Quelques jours plus tard, une tempête détruit leurs tentes et ils doivent s'abriter dans la cabane de Borchgrevink. Ils y trouvent une lettre adressée au quartier-maître George Abbot de l'expédition Terra Nova, des bouteilles d'eau de Cologne, des plum puddings et une boîte de biscuits de Cape Royds. Ils scellent la cabane avant de partir.
La restauration des cabanes de Borchgrevink
En février 1973, deux Néo-Zélandais, Shaun Norman et Lawrie Cairns, campent sur la plage Ridley. Ils réparent la hutte de Borchgrevink et rapportent plusieurs objets au musée Canterbury de Christchurch, en Nouvelle-Zélande.
Une expédition du musée de Canterbury a effectué d'autres réparations et une étude du site au début de 1982. En 1990, une équipe conjointe de l'Antarctic Heritage Trust et de l'université d'Auckland est arrivée à la hutte de Borchgrevink pour effectuer des travaux de réparation et de documentation.
Image de Victoria Salem
Les huttes de Borchgrevink aujourd'hui
Aujourd'hui, dans la hutte de Borchgrevink, un poêle rouillé reste inactif tandis que les étagères sont garnies de boîtes de nodules de jus de citron vert, de pommes de terre séchées, de rations militaires, de bacon du Wiltshire, de sauce Lea et Perrins et de manteaux de chien en toile de jute garnis de galons rouges. Les murs et les couchettes portent des signatures et des caricatures des membres de l'expédition.

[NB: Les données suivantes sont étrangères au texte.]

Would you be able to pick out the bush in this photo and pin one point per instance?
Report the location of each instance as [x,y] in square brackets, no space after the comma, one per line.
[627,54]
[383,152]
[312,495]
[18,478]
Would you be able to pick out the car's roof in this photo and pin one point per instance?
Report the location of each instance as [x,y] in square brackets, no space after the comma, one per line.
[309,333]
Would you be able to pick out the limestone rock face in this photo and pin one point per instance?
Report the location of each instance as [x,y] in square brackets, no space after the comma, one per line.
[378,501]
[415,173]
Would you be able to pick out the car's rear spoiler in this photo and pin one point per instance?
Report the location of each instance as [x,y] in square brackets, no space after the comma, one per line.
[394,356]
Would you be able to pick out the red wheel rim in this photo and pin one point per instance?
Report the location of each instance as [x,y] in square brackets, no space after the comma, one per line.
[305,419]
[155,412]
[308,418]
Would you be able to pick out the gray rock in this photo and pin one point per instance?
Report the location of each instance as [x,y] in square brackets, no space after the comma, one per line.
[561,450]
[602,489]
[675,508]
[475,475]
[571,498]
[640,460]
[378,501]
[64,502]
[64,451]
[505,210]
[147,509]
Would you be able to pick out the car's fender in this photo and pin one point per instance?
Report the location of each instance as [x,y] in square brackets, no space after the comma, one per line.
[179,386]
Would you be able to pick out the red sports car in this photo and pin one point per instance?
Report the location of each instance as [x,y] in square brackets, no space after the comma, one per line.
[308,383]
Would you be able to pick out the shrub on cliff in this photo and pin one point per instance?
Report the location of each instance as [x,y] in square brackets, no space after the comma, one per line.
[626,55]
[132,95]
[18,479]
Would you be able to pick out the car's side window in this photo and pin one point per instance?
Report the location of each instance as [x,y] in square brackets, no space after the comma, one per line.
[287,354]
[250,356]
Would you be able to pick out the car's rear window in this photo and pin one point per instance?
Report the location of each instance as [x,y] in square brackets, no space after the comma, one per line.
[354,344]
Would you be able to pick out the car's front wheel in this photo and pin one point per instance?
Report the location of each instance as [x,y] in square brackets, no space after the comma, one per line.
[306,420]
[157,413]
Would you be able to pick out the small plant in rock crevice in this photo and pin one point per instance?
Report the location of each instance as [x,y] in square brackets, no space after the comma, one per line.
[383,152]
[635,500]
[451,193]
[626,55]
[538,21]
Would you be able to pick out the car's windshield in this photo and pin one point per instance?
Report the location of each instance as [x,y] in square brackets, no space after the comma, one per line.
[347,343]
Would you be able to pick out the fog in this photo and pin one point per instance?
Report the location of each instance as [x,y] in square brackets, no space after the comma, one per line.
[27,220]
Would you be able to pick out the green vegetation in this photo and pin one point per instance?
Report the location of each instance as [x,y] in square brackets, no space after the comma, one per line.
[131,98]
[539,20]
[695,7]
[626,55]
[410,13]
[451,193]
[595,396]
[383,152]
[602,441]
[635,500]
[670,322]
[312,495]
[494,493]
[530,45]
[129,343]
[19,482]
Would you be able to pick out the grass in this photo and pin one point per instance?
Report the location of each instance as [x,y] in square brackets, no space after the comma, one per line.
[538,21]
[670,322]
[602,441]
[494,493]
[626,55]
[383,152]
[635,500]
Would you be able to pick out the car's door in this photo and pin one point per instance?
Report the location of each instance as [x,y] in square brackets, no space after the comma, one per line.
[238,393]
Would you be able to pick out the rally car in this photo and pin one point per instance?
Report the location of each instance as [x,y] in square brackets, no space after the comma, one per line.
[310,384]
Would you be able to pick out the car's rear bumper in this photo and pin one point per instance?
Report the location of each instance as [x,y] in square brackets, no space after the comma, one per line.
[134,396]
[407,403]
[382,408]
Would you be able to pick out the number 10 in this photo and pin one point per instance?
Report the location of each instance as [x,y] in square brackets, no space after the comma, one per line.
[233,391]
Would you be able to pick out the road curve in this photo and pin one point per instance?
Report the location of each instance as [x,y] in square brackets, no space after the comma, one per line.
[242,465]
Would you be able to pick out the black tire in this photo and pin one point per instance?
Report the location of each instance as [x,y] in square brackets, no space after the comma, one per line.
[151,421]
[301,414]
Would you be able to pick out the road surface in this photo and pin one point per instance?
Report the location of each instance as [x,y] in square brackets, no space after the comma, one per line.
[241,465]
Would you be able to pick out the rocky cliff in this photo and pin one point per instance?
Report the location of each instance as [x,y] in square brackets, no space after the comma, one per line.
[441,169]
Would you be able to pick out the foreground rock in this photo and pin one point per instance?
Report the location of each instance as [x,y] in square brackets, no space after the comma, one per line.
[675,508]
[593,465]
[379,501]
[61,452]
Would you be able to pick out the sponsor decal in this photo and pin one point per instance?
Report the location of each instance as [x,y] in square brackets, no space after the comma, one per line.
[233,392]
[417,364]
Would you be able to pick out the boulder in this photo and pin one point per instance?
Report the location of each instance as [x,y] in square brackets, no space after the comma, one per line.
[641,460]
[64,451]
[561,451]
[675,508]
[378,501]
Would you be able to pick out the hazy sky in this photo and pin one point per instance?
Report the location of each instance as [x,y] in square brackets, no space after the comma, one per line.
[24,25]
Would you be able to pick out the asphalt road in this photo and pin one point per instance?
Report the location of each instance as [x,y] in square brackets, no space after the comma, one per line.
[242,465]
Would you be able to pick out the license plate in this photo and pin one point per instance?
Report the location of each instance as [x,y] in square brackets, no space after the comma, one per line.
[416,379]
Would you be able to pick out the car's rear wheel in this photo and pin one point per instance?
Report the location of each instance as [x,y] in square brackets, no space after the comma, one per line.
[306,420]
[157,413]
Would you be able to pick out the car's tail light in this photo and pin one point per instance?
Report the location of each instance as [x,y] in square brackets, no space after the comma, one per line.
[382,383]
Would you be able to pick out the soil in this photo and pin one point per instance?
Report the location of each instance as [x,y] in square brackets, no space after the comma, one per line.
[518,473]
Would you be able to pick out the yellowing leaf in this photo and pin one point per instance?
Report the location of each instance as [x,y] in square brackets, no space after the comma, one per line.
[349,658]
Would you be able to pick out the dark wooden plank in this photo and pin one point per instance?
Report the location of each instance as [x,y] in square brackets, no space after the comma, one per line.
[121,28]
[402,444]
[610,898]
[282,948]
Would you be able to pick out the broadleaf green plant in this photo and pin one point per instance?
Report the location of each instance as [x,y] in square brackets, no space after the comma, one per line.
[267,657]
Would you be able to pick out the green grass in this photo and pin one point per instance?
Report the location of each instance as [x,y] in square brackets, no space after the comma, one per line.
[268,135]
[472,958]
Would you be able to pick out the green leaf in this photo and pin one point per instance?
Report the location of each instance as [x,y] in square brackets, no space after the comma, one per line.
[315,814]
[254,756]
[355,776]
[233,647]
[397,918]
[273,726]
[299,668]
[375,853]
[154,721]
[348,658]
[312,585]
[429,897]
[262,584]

Au plafond, au-dessus d'une couchette, on trouve un dessin au crayon représentant une jeune femme scandinave, ainsi qu'une inscription en norvégien : "Toutes les cloches carillonnent au loin, les nouvelles des jours anciens, toutes les fleurs se retournent et regardent en arrière avec un soupir".
À l'extérieur, on trouve des morceaux du toit et des barils de bois éparpillés, des sacs de charbon, des munitions de gros calibre, une ancre, des boîtes de provisions et des piquets d'attache pour chiens avec les restes de deux chiens au poil jaunâtre. De la cabane construite par les membres du groupe Terra Nova, seul le porche est encore debout, les murs et le toit s'étant effondrés sous l'effet des coups de vent.
La petite cabane de Carsten Borchgrevink est encore en bon état plus de cent ans après sa construction. Et bien que la cabane de stockage sans toit présente aujourd'hui des murs déformés, un bois fortement altéré dans un coin et un plancher gondolé ouvert par la glace en contrebas, elle peut également être appréciée sur ce site historique. Les deux cabanes rappellent une époque révolue de l'exploration de l'Antarctique qui a le pouvoir d'enchanter les spécialistes des sciences polaires et les nouveaux venus.